Ma è la sensazione che a volte prende anche noi, quella di aver lavorato per niente, di aver faticato senza successo, senza risultati, a vuoto.

È il timore di essere schiacciati, condannati dalle nostre debolezze, dai nostri limiti, come leggiamo nelle parole del profeta Isaia che, davanti alla manifestazione del Signore, dice: «Ohimè! Io sono perduto, perché un uomo dalle labbra impure io sono e in mezzo a un popolo dalle labbra impure io abito…».

Anche Paolo, nella seconda lettura, scrive: «Io […] sono il più piccolo tra gli apostoli e non sono degno di essere chiamato apostolo perché ho perseguitato la Chiesa di Dio…».

Fatiche, limiti, sconfitte che appesantiscono il nostro vivere, il nostro quotidiano camminare nella vita, la nostra relazione con il Signore.

Ma le parole di Pietro, di Isaia, di Paolo non si fermano a questa constatazione negativa…continuano con un “ma…”.

«Maestro, abbiamo faticato tutta la notte e non abbiamo preso nulla…», dice Pietro, «ma – continua – sulle tua parola getterò le reti».

«…un uomo dalle labbra impure io sono», dice Isaia, «eppure – continua – i miei occhi hanno visto il re, il Signore degli eserciti».

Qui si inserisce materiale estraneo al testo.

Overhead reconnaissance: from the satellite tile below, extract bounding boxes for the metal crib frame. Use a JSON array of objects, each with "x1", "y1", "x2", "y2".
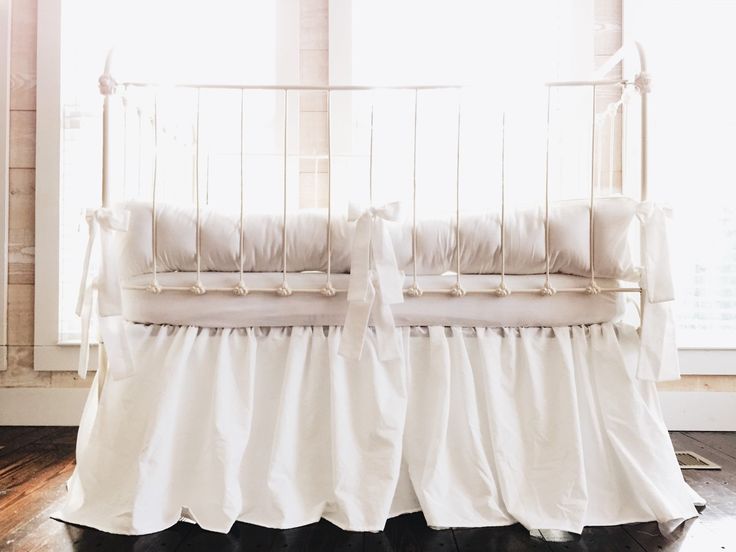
[{"x1": 99, "y1": 43, "x2": 650, "y2": 301}]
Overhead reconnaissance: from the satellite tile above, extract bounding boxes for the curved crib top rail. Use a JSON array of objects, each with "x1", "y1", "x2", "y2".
[{"x1": 100, "y1": 44, "x2": 649, "y2": 297}]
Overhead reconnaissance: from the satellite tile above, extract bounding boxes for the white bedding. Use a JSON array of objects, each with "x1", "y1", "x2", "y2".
[
  {"x1": 122, "y1": 272, "x2": 638, "y2": 328},
  {"x1": 59, "y1": 324, "x2": 697, "y2": 534},
  {"x1": 119, "y1": 197, "x2": 639, "y2": 281}
]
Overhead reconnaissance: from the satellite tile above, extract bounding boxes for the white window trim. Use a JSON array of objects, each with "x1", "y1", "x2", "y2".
[
  {"x1": 621, "y1": 0, "x2": 736, "y2": 376},
  {"x1": 0, "y1": 0, "x2": 12, "y2": 370},
  {"x1": 33, "y1": 0, "x2": 97, "y2": 371},
  {"x1": 33, "y1": 0, "x2": 299, "y2": 371}
]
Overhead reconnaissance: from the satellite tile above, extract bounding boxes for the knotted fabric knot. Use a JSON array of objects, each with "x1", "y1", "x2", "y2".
[
  {"x1": 339, "y1": 202, "x2": 404, "y2": 360},
  {"x1": 494, "y1": 282, "x2": 511, "y2": 297},
  {"x1": 539, "y1": 282, "x2": 557, "y2": 297},
  {"x1": 406, "y1": 282, "x2": 424, "y2": 297},
  {"x1": 585, "y1": 280, "x2": 601, "y2": 295},
  {"x1": 276, "y1": 281, "x2": 294, "y2": 297},
  {"x1": 98, "y1": 74, "x2": 118, "y2": 96},
  {"x1": 634, "y1": 71, "x2": 652, "y2": 94},
  {"x1": 319, "y1": 282, "x2": 337, "y2": 297},
  {"x1": 146, "y1": 280, "x2": 162, "y2": 295},
  {"x1": 450, "y1": 283, "x2": 465, "y2": 297},
  {"x1": 233, "y1": 280, "x2": 248, "y2": 297},
  {"x1": 76, "y1": 208, "x2": 133, "y2": 378},
  {"x1": 189, "y1": 280, "x2": 207, "y2": 295}
]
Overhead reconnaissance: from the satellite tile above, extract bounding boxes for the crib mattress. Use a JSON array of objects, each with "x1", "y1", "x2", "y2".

«…non sono degno di essere chiamato apostolo», dice Paolo, «per grazia di Dio, però, sono quello che sono, e la sua grazia in me non è stata vana».

C’è una evidenza che accomuna questi tre protagonisti della parola di oggi, una dinamica che li caratterizza: l’incontro con il Signore non li rende perfetti, non elimina all’istante tutti i loro limiti, anzi, fa più acuta la consapevolezza di averne.

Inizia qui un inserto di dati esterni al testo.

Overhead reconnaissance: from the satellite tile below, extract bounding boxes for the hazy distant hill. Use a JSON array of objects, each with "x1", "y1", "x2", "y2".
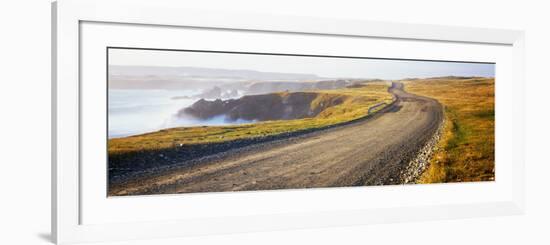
[{"x1": 109, "y1": 65, "x2": 321, "y2": 89}]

Isaia, ad esempio, si sente impuro e sente la sproporzione grande tra la sua condizione e Dio che si avvicina. Ma, racconta il profeta stesso, «uno dei serafini volò verso di me; teneva in mano un carbone ardente che aveva preso con le molle dall’altare. Egli mi toccò la bocca e disse: “Ecco, questo ha toccato le tue labbra, perciò è scomparsa la tua colpa e il tuo peccato è espiato». E quando il Signore chiede un volontario che accetti l’incarico di annunciare la sua Parola, Isaia offre la sua totale disponibilità: «Eccomi, manda me!».

«Maestro, abbiamo faticato tutta la notte e non abbiamo preso nulla ma sulla tua parola getterò le reti».

Gesù invita anche noi, oggi, a non morire dentro le nostre delusioni, le nostre stanchezze, i nostri insuccessi. La Parola di Dio ci dice che c’è una possibilità nuova.

Ci invita a non arrenderci mai, ad andare al largo, al largo anche dai profeti di sventura, al largo dai pensieri di sfiducia, al largo da tutto ciò che deprime. E’ affidandoci, è abbandonandoci all’incredibile, all’irrazionale, all’inconsueto di Dio e della sua Parola che la barca si riempie.